The analysis can be run as follows:
Download some new samples
# the list of samples samples="SRR9332442 SRR9332438 SRR9332439 SRR9332443 SRR9332440" # download the associated data parallel-fastq-dump/parallel-fastq-dump ${samples//SRR/-s SRR} --threads 4 --split-files \ --gzip --outdir host_qc/ # switch to the data directory and analyse cd host_qc for s in $samples do # run kraken2 analysis kraken2 --paired ${s}_1.fastq.gz ${s}_2.fastq.gz --db ~/minikraken2_v2_8GB_201904_UPDATE/ \ --report ${s}.kreport > ${s}.kraken # estimate abundance with braken est_abundance.py -i ${s}.kreport -o ${s}.bracken \ -k ~/minikraken2_v2_8GB_201904_UPDATE/database150mers.kmer_distrib done
Once the above has completed, navigate over to the host_qc
folder in the Jupyter file browser and click on the *.bracken
files to open them.
What do you see?¶
In particular, why does sample SRR9332438 look so different to sample SRR9332440?
Keep in mind the isolation sources of the samples were as follows:
Sample | Source |
---|---|
SRR9332442 | Duodenum |
SRR9332440 | Caecum |
SRR9332439 | Ileum |
SRR9332438 | Jejunum |
SRR9332443 | Colon |
Some challenge questions¶
- If we sequenced samples from pigs, why is human DNA being predicted in these samples?
- If we were to design a large study around these samples which of them would be suitable for metagenomics, and why?
- How much sequencing data would we need to generate from sample SRR9332440 to reconstruct the genome of the Bifidobacterium in that sample? What about the E. coli?
- Are there really six species of Lactobacillus present in SRR9332440?

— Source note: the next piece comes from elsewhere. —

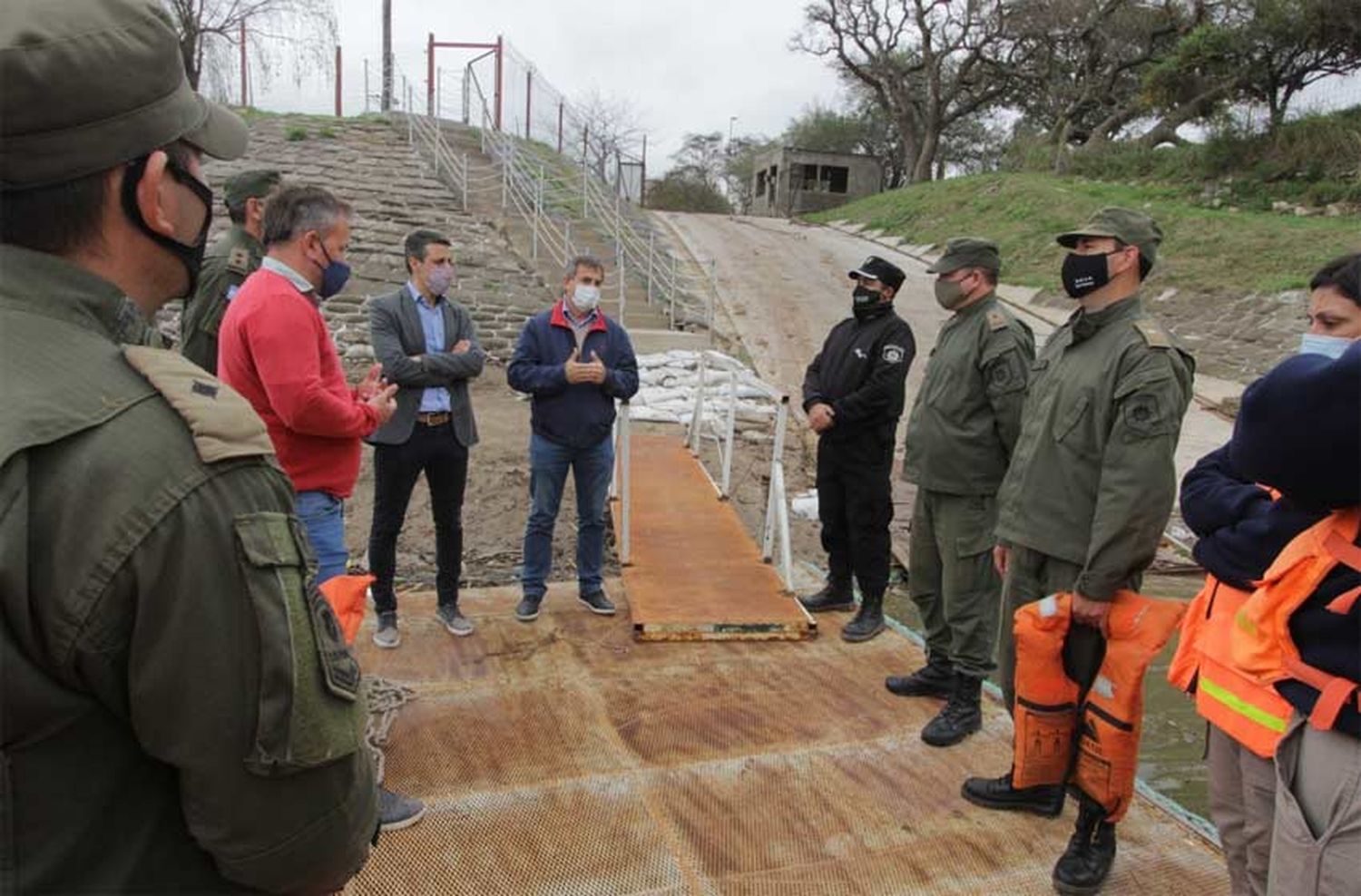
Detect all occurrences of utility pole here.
[378,0,392,112]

- Go to the NCBI SRA search tool and find a metagenome of interest to you. Download the first 100000 reads from it (use the
--maxSpotId
parameter) and analyse it with kraken2. Is it what you expected? How does it compare to the others we've looked at?

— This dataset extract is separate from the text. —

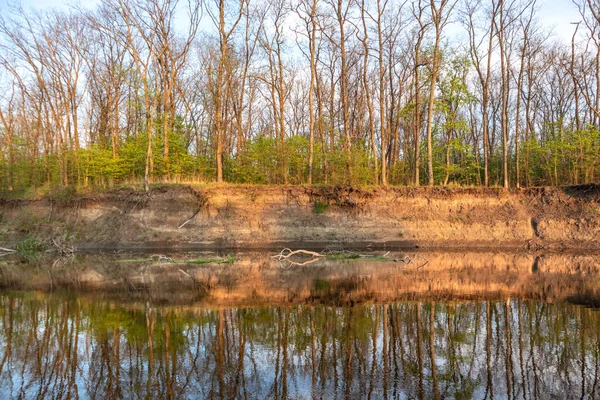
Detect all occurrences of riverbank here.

A note on negative controls¶
Negative controls are a key element in any microbiome profiling or metagenome analysis work. Every aspect of the sample collection and processing can be impacted by the presence of contaminating microbial DNA. This is true even of 'sterile' material -- just because no viable cells exist in a sample collection swab, for example, does not mean there is no microbial DNA on that swab. It is well known that molecular biology reagents frequently contain contaminating DNA. Usually it is at low levels, but this is not always the case.
Therefore, the best practice is to collect multiple negative control samples that are taken all the way through sequencing. These negative controls can then be used to correct for contamination artifacts in the remaining samples.